ServiceNow, Inc. (NYSE: NOW) ended Tuesday’s session lower and drifted slightly further in after-hours trading as investors digested two market-moving developments: the company’s announced $7.75 billion acquisition of cybersecurity firm Armis and a late-day SEC filing that extends CEO Bill McDermott’s leadership runway and updates severance terms.
As of early evening in New York, ServiceNow closed at $154.36 and traded around $154.10 after hours (down about $0.26, or 0.17%). [1]
Below is what happened, why it matters, and the key items to watch before the opening bell on Wednesday, Dec. 24, 2025—a holiday-shortened U.S. session.

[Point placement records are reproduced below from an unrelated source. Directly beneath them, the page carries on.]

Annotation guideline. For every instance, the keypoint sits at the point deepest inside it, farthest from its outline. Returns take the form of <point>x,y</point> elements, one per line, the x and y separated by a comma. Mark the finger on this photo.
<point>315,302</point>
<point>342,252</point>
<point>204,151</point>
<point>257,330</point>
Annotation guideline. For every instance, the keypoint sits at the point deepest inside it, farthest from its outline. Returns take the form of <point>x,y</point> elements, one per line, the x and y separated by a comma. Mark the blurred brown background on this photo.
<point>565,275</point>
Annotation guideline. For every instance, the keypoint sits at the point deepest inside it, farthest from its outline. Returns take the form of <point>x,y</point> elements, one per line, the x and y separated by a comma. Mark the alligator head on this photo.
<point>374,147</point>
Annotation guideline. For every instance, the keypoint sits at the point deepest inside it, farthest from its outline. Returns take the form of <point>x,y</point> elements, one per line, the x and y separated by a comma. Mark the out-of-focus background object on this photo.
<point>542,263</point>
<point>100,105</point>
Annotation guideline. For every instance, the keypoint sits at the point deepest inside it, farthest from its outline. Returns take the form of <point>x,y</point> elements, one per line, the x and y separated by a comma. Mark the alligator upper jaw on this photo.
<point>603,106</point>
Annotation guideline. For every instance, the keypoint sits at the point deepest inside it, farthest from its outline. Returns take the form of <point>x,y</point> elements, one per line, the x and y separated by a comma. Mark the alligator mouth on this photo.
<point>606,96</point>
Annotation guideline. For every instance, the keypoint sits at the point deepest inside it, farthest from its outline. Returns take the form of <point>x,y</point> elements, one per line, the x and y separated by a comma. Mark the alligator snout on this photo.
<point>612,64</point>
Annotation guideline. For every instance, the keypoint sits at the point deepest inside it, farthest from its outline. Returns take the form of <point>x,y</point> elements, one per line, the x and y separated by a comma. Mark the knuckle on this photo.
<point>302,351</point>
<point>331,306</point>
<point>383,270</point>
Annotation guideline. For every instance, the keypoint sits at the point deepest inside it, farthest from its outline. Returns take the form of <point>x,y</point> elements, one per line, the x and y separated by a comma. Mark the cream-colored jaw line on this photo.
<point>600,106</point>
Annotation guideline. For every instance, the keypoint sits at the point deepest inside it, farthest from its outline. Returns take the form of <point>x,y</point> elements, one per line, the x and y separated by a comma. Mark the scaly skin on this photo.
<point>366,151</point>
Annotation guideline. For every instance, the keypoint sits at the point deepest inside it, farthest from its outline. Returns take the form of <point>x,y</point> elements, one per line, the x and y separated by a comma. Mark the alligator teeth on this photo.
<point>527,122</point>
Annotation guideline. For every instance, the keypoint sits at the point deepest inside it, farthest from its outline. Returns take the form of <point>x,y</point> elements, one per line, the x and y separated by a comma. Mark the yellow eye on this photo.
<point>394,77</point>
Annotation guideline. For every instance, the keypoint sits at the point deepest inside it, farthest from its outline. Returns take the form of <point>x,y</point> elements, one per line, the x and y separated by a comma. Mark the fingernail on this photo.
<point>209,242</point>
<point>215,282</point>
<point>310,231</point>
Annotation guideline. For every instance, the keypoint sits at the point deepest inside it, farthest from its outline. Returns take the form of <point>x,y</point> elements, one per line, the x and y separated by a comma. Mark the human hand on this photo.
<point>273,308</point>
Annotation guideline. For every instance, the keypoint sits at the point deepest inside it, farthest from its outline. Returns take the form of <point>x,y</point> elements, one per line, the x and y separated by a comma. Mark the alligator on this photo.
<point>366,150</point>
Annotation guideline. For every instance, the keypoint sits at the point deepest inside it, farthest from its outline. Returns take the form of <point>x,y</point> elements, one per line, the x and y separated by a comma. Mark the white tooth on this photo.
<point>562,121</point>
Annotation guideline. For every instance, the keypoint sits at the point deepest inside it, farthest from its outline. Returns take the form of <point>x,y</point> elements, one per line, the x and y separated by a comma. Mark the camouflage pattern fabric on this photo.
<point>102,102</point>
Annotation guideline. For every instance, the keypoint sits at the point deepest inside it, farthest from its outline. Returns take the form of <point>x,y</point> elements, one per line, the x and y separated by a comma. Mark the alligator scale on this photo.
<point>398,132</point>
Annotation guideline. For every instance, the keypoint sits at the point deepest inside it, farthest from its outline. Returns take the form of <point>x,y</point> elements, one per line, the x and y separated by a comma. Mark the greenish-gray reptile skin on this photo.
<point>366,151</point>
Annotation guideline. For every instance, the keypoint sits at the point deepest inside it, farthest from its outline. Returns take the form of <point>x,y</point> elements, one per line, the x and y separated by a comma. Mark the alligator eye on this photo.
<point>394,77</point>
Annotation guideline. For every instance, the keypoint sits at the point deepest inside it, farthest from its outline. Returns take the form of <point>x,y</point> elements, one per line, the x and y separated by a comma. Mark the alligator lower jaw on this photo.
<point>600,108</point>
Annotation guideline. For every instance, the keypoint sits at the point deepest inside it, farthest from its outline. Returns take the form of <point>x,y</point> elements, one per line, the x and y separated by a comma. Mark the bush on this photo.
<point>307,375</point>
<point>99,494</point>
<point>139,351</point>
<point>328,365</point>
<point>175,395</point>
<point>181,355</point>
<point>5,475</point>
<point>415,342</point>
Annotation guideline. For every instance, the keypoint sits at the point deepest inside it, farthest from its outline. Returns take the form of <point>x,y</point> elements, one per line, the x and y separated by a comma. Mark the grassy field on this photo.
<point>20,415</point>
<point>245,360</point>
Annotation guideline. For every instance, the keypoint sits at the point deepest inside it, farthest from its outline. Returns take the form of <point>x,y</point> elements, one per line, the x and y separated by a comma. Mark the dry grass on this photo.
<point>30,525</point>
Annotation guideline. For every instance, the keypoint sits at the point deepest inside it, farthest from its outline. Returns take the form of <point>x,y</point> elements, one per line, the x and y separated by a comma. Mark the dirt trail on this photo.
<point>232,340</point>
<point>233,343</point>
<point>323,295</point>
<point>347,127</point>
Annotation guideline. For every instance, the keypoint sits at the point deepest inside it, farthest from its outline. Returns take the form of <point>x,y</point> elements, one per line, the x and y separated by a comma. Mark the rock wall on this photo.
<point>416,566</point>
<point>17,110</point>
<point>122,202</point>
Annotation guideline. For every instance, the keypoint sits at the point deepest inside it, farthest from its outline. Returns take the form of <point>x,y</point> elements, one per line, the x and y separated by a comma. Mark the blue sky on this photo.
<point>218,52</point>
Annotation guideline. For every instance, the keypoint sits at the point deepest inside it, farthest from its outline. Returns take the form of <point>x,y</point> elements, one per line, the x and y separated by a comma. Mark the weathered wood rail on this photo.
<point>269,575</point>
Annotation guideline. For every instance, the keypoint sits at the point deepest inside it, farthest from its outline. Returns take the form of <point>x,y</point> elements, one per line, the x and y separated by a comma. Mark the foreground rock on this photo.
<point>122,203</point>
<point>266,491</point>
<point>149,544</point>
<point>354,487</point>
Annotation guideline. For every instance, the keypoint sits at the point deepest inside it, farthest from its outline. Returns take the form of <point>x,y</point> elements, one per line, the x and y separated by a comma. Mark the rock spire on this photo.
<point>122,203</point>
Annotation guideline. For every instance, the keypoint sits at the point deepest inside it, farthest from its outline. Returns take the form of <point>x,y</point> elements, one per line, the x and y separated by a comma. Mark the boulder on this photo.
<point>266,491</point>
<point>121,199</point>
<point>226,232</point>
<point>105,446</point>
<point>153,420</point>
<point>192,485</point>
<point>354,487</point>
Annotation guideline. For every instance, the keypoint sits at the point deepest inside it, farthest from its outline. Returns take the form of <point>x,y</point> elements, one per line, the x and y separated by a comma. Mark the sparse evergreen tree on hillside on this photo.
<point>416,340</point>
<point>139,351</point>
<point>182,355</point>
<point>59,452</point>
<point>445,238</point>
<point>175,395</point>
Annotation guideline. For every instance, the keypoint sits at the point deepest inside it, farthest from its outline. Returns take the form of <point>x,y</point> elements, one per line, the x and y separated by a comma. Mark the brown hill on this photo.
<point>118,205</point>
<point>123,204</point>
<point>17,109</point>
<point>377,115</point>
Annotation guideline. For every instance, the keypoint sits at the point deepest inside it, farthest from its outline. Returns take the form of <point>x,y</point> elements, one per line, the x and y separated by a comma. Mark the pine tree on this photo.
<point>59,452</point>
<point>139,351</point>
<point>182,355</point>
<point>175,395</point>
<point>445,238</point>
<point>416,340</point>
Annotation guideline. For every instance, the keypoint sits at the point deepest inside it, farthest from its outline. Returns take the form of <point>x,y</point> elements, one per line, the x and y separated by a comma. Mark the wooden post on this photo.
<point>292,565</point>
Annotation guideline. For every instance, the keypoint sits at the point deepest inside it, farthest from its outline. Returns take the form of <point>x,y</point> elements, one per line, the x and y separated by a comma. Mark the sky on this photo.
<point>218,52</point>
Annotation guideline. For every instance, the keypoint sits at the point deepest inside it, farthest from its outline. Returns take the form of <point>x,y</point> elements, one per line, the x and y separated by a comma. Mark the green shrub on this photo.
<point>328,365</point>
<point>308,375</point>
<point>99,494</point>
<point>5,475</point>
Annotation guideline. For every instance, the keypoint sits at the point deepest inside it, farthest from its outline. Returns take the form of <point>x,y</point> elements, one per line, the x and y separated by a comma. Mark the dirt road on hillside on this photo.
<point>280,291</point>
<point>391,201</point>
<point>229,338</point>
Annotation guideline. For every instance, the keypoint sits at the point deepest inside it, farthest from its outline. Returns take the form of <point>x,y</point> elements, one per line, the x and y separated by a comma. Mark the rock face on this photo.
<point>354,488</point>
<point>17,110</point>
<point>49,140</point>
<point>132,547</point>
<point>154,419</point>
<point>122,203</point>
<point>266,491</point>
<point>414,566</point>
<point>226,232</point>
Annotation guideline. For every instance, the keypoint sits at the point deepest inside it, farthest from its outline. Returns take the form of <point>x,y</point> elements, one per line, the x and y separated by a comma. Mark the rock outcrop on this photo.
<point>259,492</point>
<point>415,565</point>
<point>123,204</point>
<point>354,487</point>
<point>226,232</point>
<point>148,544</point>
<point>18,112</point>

What moved ServiceNow stock today: the $7.75B Armis acquisition
The dominant catalyst for NOW stock on Dec. 23 was ServiceNow’s confirmation that it has agreed to acquire Armis for approximately $7.75 billion in cash—the company’s largest acquisition to date. [2]
ServiceNow is pitching the deal as a fast-track expansion of its security ambitions in an era where AI is both increasing productivity and amplifying attack surfaces. The company says Armis will help extend security coverage across IT, operational technology (OT), and medical/connected devices, and management framed the combination as building a unified security exposure and operations “stack” that can “see, decide, and act” across the tech footprint. [3]
Key deal terms investors are focusing on tonight
From ServiceNow’s announcement:
- Purchase price: about $7.75 billion, all-cash (subject to customary adjustments). [4]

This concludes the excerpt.